Trzecia odsłona akcji czipowania czworonogów odbyła się w dniach 19-21 kwietnia. Tym razem wolontariusze Logicznej Alternatywy dla Krakowa oznaczyli czipami 230 psów i kotów, co wraz z efektem poprzednich akcji daje sumę 830 zabezpieczonych pupili.
– Akcję czipowania psów rozpoczęliśmy w 2016 roku. Cieszyła się tak dużym zainteresowaniem ze strony Krakowian, że musieliśmy ją powtórzyć. Tegoroczna, trzecia już edycja różniła się od poprzednich tym, że po raz pierwszy czipowaliśmy także koty – mówi Adrianna Siudy, wiceliderka LAdK.
Oznaczenie psa lub kota elektronicznym czipem zwiększa szanse na jego odnalezienie, jeśli zwierzę zgubi się lub ucieknie. Funkcjonariusze Policji oraz Straży Miejskiej są wyposażeni w czytniki czipów, dlatego sam proces identyfikacji oznaczonego zwierzęcia staje się prosty i może je uchronić przed spędzeniem reszty życia w schronisku. Dodatkowo, w ramach akcji LAdK właściciele psów i kotów otrzymali zawieszki na obrożę z unikalnym QR-kodem, w którym zapisane zostały dane właściciela. Dzięki temu każdy będzie mógł go powiadomić, jeśli przypadkowo odnajdzie zabłąkane zwierzę – wystarczy, że odczyta QR-kod za pomocą aplikacji na telefonie komórkowym.
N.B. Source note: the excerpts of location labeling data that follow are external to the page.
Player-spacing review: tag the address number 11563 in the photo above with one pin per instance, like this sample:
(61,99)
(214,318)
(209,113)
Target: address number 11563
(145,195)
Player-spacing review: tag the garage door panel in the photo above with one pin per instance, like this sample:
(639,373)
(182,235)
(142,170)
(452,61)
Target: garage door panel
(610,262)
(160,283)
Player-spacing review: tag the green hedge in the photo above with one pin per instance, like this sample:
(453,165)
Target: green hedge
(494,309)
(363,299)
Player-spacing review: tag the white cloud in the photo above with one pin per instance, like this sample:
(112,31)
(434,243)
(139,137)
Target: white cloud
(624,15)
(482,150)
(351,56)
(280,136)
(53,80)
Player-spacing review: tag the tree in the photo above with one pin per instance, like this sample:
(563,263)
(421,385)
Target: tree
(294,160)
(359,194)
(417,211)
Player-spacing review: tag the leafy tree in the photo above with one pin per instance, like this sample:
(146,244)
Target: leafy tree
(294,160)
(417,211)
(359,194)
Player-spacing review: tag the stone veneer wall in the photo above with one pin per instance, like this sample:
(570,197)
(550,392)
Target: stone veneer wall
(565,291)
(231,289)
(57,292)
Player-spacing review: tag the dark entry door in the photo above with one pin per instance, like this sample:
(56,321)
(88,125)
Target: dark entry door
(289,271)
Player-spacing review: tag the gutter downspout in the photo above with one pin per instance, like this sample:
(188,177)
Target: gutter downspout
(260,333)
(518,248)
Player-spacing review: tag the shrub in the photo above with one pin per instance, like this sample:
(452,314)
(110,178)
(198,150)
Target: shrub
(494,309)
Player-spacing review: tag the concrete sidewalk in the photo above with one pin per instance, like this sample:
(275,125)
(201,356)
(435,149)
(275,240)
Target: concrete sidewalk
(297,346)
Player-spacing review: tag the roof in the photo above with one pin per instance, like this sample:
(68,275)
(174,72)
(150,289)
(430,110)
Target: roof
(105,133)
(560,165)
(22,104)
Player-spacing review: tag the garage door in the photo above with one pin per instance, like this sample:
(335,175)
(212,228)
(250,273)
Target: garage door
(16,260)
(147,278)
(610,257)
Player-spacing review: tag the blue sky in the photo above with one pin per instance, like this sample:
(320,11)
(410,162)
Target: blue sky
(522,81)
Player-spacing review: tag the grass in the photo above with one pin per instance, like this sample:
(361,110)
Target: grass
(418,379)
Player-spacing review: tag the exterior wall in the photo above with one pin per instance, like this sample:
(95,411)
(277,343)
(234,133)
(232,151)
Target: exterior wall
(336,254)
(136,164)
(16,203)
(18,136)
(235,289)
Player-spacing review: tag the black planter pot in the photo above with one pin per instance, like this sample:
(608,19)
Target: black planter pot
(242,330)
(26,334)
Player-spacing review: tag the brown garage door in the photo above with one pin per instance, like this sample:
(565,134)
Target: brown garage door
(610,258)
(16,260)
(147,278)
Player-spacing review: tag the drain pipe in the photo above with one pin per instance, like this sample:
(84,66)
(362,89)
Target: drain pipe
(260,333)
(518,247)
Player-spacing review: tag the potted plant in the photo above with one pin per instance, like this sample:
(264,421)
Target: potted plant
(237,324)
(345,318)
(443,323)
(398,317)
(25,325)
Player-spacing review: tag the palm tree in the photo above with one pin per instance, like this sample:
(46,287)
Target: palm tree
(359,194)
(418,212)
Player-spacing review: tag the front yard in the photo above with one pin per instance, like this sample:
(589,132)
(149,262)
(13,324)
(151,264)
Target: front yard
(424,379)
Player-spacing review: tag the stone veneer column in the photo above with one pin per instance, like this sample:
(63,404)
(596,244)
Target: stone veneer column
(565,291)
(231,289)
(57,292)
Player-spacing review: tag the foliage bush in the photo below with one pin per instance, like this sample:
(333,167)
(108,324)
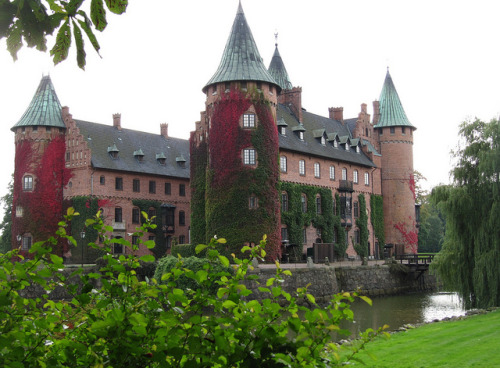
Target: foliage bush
(132,323)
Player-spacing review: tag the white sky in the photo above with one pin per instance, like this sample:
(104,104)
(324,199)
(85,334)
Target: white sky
(444,58)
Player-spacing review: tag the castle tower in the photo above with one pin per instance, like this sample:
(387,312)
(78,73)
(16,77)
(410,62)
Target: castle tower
(234,150)
(40,173)
(395,139)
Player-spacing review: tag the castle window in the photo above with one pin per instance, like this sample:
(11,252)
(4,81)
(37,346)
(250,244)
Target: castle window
(316,170)
(136,185)
(283,163)
(152,186)
(318,204)
(248,120)
(26,242)
(284,202)
(28,183)
(303,202)
(119,183)
(253,202)
(249,156)
(136,215)
(118,214)
(302,167)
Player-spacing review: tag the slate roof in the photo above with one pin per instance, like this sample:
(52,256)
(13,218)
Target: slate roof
(100,138)
(278,71)
(241,59)
(313,124)
(44,109)
(391,109)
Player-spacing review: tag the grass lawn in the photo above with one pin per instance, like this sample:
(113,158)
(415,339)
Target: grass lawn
(472,342)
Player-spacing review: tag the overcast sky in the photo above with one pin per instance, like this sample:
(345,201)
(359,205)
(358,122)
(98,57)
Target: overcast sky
(444,58)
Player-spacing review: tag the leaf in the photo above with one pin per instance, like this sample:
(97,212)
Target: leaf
(80,50)
(117,6)
(98,14)
(366,299)
(200,247)
(63,42)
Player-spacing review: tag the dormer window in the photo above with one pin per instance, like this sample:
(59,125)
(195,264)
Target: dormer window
(160,157)
(113,151)
(181,161)
(139,155)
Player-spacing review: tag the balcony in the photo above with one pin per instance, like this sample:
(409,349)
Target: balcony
(346,186)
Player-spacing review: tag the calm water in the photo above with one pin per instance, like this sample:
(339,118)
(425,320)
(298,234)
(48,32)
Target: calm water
(399,310)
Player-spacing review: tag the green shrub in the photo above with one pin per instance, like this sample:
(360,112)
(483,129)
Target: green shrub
(132,323)
(184,250)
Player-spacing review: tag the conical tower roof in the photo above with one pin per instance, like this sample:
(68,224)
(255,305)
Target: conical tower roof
(278,71)
(241,59)
(44,109)
(391,109)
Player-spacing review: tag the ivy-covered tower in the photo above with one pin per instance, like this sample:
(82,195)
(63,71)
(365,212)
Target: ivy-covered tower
(40,172)
(234,150)
(395,140)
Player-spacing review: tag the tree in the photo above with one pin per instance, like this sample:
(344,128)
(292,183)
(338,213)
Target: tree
(32,21)
(6,225)
(468,262)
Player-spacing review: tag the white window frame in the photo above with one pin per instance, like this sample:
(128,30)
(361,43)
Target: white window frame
(332,172)
(302,167)
(249,156)
(317,170)
(249,120)
(283,163)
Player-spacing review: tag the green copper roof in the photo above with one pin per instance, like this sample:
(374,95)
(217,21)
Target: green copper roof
(44,109)
(278,71)
(241,60)
(391,110)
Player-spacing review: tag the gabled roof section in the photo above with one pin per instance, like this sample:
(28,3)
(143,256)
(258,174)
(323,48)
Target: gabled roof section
(391,109)
(104,139)
(44,109)
(241,59)
(278,71)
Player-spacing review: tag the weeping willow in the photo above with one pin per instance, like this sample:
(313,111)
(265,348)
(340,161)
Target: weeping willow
(469,260)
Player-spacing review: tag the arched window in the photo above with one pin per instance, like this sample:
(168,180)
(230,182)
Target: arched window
(28,183)
(303,199)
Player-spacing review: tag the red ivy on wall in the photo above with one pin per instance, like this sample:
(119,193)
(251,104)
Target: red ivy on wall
(43,205)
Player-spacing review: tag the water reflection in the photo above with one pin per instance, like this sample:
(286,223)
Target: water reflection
(399,310)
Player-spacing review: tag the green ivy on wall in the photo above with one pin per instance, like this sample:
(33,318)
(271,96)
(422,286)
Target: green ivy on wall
(362,224)
(144,205)
(377,219)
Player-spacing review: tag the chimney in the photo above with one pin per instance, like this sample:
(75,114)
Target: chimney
(164,130)
(117,119)
(293,99)
(336,113)
(376,112)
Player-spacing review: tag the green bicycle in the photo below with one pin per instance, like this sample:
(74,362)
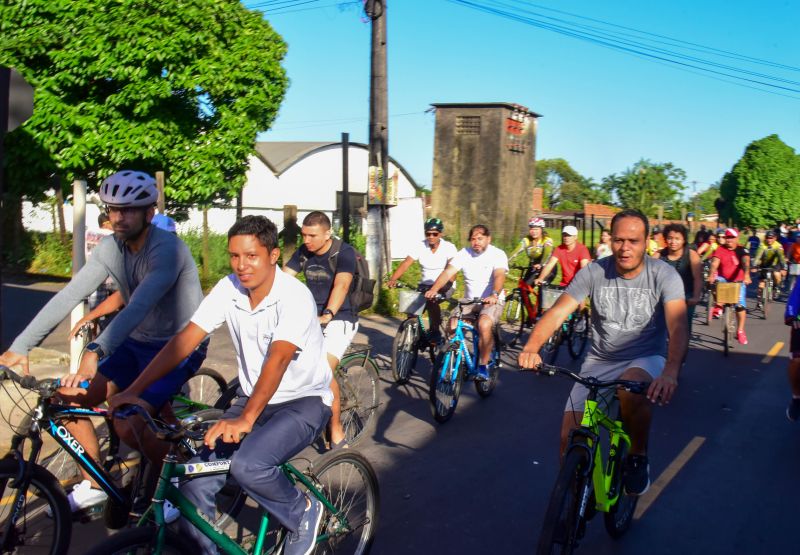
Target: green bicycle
(343,481)
(588,481)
Pomysł na zabezpieczenie krakowskich pupili wyszedł od Łukasza Gibały, lidera stowarzyszenia Logiczna Alternatywa dla Krakowa. – Przykład wzięliśmy z innych miast, gdzie lokalne władze dbają o bezpieczeństwo psów i komfort ich właścicieli. W Krakowie, pomimo że zorganizowaliśmy już dwie, zakończone sukcesem akcje tego typu, urzędnicy nie uznali za stosowne, aby je kontynuować. Dlatego po raz kolejny wzięliśmy sprawę w swoje ręce – tłumaczy Gibała. – Prywatnie jestem wielkim miłośników psiaków, niemniej podczas spotkań z mieszkańcami właściciele kotów wielokrotnie zgłaszali nam, że problem dotyczy także ich podopiecznych, którzy lubią się gubić. Stąd też w tegorocznej edycji postanowiliśmy uwzględnić także koty – dodaje.
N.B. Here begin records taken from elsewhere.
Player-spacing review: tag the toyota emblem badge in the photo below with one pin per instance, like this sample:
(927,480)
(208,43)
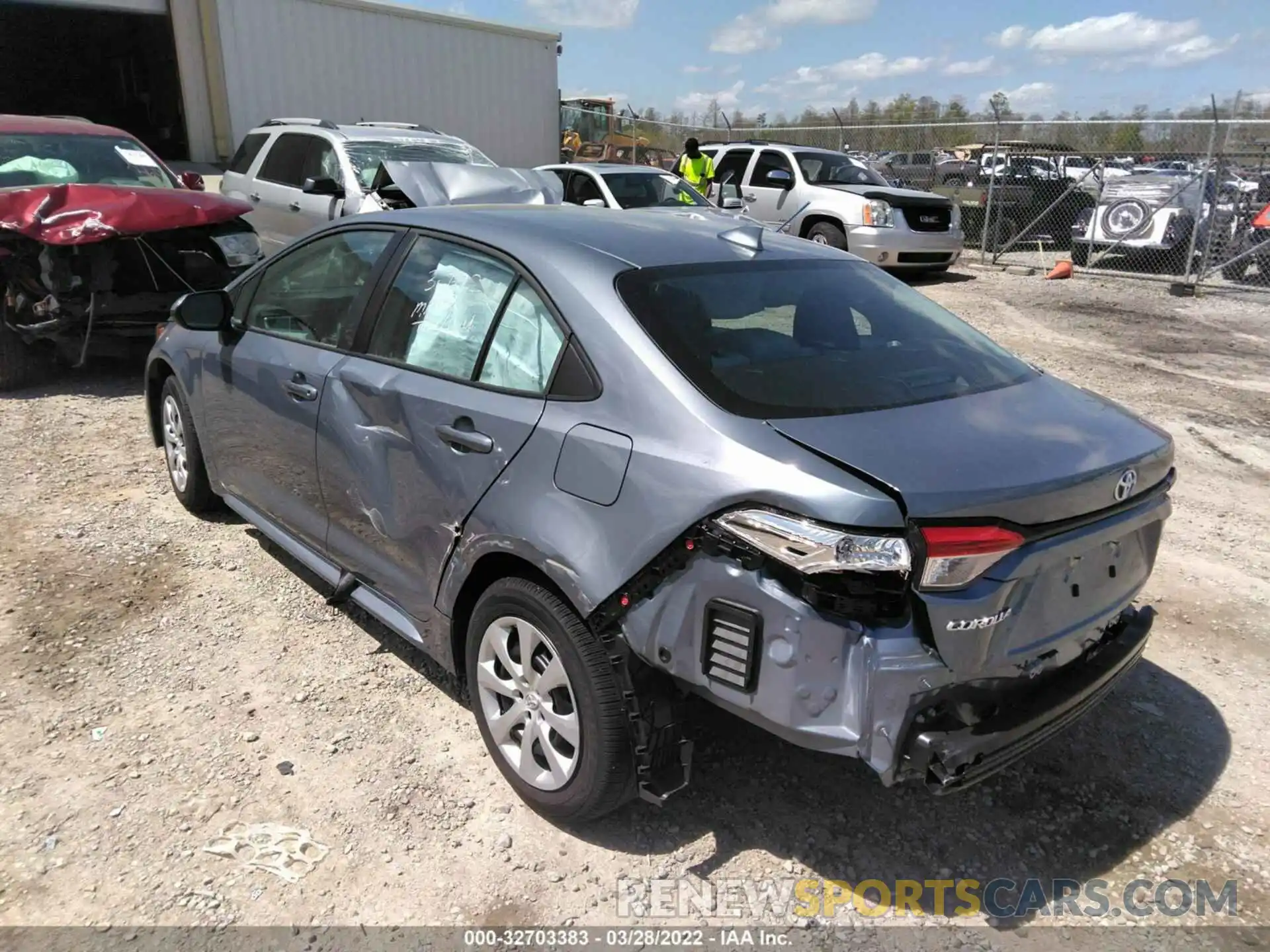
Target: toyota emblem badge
(1127,484)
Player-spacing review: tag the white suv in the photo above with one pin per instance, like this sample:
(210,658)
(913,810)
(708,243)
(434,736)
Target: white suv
(302,173)
(835,200)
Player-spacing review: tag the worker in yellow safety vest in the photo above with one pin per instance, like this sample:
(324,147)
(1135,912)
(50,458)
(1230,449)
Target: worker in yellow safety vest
(697,168)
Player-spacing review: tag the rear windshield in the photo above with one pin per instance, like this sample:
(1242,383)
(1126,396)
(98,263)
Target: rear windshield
(366,155)
(786,339)
(54,159)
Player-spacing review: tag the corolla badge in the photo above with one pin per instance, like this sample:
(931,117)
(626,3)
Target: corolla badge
(977,623)
(1128,483)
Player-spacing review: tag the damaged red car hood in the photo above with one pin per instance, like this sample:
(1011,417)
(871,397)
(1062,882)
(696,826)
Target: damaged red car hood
(80,215)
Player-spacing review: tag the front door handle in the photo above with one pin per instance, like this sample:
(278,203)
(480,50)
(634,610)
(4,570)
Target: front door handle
(466,440)
(300,390)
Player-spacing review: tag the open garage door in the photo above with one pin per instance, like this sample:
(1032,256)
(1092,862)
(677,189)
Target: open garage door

Czipowanie kotów prowadzone było jednak na specjalnych warunkach. Ponieważ mogły być oznaczane wyłącznie w gabinecie weterynarza, dlatego w punktach mobilnych dokonywano ich rejestracji, a sam zabieg wykonywany był bezpłatnie we wskazanej przychodni weterynaryjnej.
W ciągu trzech dni akcji wolontariusze LAdK wraz z wykwalifikowanym weterynarzem oznaczyli łącznie 230 psów i kotów. Sam zabieg nie był bolesny. Wszczepienie czipa trwa kilka sekund i nie boli bardziej niż zwykły zastrzyk, aplikowany w ramach standardowego szczepienia. Przez pierwsze dwa dni punkt mobilny ustawiony był w Parku Lotników, a ostatniego dnia w food truck parku Bezogródek na Cichym Kąciku.
Pierwsza edycja akcji „Zaczipuj psa” zorganizowana została w październiku 2016 r. przy placu Inwalidów. Oznaczono wówczas 300 psów. Drugie tyle w maju 2017 r. przy al. Róż w Nowej Hucie.
Za każdym razem dane oznaczonych czipem czworonogów trafiały do międzynarodowej bazy Safe-Animal, co gwarantuje ich bezpieczeństwo także w przypadku zaginięcia zagranicą.